Для выяснения того, что думал Сократ о смерти и как он относился к ней, целесообразнее всего обратиться к "Апологии" Платона – к наиболее сократовскому из его сочинений.

В "Апологии" (28d-е) Сократ, обращаясь к своим судьям, говорит, что было бы постыдным, чтобы он, подвергшийся по зову отечества смертельной опасности на поле боя, стал бы теперь из страха перед смертью не слушаться бога, обязавшего его жить, занимаясь философией и испытуя самого себя и других. "Ведь бояться смерти, афиняне, – это не что иное, как приписывать себе мудрость, которой не обладаешь, то есть возомнить, будто знаешь то, чего не знаешь. Ведь никто не знает ни того, что такое смерть, ни даже того, не есть ли она для человека величайшее из благ, между тем ее боятся, словно знают наверное, что она – величайшее из зол… Я, афиняне, этим, пожалуй, и отличаюсь от большинства людей, и если я кому и кажусь мудрее других, то разве только тем, что, недостаточно зная об Аиде, я так и считаю, что не знаю. А что нарушать закон и не повиноваться тому, кто лучше меня, будь то бог или человек, нехорошо и постыдно, это я знаю" (там же, 29а – b).

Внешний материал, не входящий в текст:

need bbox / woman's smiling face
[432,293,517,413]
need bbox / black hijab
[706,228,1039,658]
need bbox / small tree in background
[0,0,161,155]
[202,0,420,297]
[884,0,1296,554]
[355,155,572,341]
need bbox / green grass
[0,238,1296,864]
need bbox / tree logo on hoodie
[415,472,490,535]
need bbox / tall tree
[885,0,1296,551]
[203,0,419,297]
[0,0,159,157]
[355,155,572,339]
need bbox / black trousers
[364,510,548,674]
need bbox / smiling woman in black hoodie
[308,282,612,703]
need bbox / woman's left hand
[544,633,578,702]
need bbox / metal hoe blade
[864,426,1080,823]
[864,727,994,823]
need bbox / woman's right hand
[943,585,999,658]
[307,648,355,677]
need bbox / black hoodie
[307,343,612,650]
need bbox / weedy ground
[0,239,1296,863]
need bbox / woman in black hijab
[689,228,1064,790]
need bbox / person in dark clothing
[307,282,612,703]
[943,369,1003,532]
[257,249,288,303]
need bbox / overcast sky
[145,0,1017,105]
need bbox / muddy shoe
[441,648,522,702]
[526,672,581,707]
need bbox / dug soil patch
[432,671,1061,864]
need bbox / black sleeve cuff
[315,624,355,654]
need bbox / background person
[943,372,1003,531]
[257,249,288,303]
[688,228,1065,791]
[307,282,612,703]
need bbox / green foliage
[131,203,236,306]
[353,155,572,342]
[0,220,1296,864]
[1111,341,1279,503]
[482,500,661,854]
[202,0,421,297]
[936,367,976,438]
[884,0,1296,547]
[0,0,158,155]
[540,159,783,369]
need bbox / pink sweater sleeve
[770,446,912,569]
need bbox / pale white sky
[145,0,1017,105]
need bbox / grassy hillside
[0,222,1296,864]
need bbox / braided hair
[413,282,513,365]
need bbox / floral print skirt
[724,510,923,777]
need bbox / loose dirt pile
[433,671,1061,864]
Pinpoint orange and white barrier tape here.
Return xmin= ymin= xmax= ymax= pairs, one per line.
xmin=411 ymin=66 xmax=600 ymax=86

После вынесения смертного приговора Сократ, обращаясь к тем, кто голосовал за его оправдание, говорит, что, пока шел суд, божественное знамение ни разу не удержало его, а это означает, что все случившееся с ним является благом для него и, видно, "неправильно мнение всех тех, кто думает, будто смерть – это зло" (там же, 40b-с). "Ведь сколько есть надежд, что смерть – это благо!" Однако надежды – не довод. Поэтому Сократ продолжает: "Смерть – это одно из двух: либо умереть значит стать ничем, так что умерший ничего уже не чувствует, либо же, если верить преданиям, это какая-то перемена для души, переселение ее из здешних мест в другое место. Если ничего не чувствовать, то это все равно что сон, когда спишь так, что даже ничего не видишь во сне; тогда смерть – удивительное приобретение… Следовательно, если смерть такова, я, что касается меня, назову ее приобретением, потому что таким образом все время покажется не больше одной ночи.

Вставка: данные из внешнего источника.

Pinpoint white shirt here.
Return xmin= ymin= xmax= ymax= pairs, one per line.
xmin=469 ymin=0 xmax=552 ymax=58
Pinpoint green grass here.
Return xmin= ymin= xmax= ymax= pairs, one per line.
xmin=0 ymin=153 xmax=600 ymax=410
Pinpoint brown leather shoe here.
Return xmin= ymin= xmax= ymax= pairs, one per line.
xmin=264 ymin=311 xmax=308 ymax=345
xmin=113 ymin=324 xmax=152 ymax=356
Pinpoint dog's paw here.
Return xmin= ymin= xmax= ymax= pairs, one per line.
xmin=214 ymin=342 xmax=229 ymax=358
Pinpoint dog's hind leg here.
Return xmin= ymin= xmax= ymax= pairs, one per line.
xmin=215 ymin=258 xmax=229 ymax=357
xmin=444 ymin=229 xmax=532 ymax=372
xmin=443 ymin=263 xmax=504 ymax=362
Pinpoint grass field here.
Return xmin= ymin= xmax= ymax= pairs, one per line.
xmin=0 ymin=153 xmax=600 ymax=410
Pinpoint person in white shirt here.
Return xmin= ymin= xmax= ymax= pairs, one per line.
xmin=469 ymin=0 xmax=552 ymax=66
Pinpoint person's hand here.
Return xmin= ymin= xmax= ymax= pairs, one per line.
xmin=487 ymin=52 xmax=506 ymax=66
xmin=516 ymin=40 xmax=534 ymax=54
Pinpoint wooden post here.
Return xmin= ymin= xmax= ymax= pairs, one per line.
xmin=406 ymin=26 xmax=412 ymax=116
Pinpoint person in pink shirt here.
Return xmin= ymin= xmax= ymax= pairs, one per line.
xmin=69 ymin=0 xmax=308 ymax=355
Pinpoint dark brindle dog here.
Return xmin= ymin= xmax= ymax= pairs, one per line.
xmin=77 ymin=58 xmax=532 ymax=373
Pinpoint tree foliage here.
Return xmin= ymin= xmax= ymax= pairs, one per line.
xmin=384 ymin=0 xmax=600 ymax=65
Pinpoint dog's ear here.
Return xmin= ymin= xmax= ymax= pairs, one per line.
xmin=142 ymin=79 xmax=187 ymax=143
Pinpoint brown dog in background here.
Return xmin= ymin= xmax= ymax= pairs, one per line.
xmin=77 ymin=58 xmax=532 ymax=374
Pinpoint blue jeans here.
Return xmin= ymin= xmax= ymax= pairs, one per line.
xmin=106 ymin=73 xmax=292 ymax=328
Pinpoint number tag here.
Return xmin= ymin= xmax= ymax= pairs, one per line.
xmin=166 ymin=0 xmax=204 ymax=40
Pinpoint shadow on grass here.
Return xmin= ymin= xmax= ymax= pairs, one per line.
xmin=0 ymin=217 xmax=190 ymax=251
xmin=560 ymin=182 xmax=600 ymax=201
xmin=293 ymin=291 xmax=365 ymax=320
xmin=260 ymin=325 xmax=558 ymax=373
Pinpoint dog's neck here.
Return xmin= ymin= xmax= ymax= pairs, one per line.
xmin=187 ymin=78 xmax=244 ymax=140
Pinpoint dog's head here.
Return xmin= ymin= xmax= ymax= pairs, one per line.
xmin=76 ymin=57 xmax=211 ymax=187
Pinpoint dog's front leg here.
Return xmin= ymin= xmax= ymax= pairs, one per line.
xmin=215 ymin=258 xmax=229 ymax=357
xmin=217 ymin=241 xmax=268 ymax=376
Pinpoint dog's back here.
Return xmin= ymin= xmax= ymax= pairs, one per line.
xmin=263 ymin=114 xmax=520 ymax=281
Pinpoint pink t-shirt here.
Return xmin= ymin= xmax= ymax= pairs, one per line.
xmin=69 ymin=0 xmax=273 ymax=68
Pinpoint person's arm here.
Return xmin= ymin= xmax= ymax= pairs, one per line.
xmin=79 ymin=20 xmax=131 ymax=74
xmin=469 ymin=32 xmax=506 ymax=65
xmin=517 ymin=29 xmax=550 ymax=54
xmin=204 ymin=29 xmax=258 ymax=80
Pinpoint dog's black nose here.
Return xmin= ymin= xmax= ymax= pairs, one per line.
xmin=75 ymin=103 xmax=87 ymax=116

С другой стороны, если смерть есть как бы переселение отсюда в другое место и верно предание, что там находятся все умершие, то есть ли что-нибудь лучше этого, мои судьи? Если кто придет в Аид, избавившись вот от этих самозванных судей, и найдет там истинных судей, тех, что, по преданию, судят в Аиде, – Миноса, Радаманта, Эака, Триптолема и всех тех полубогов, которые в своей жизни отличались справедливостью, – разве плохо будет такое переселение? А чего бы не дал всякий из вас за то, чтобы быть с Орфеем, Русеем, Гесиодом и Гомером! Да я готов умереть много раз, если все это правда: для кого другого, а для меня было бы восхитительно вести там беседы… А самое главное – проводить время в том, чтобы испытывать и разбирать обитающих там точно так же, как здешних: кто из них мудр, а кто только думает, что мудр, на самом же деле не мудр… испытывать их было бы несказанным блаженством. Во всяком случае уж там-то за это не казнят" (там же, 40с – 41с).

Не исключено, что Сократ надеялся, что душа бессмертна, или во всяком случае склонен был желать, чтобы душа пережила смерть тела. И намек на это можно найти в его высказывании о том, что "боги не перестают заботиться" о судьбах хороших людей ни при их жизни, ни после их смерти (см. там же, 41d). Иными словами, если Сократ верил, что души праведных людей находятся в руках бога, то он не мог допустить, чтобы со смертью тела умерла и душа. Да и было бы необычным, если не странным, говоря в духе Гатри, чтобы Сократ рассматривал человека, с одной стороны, как высший объект заботы бога, как существо, с благом которого сообразован весь мир, а с другой – считай бы, что физическая смерть тела есть одновременно и смерть души.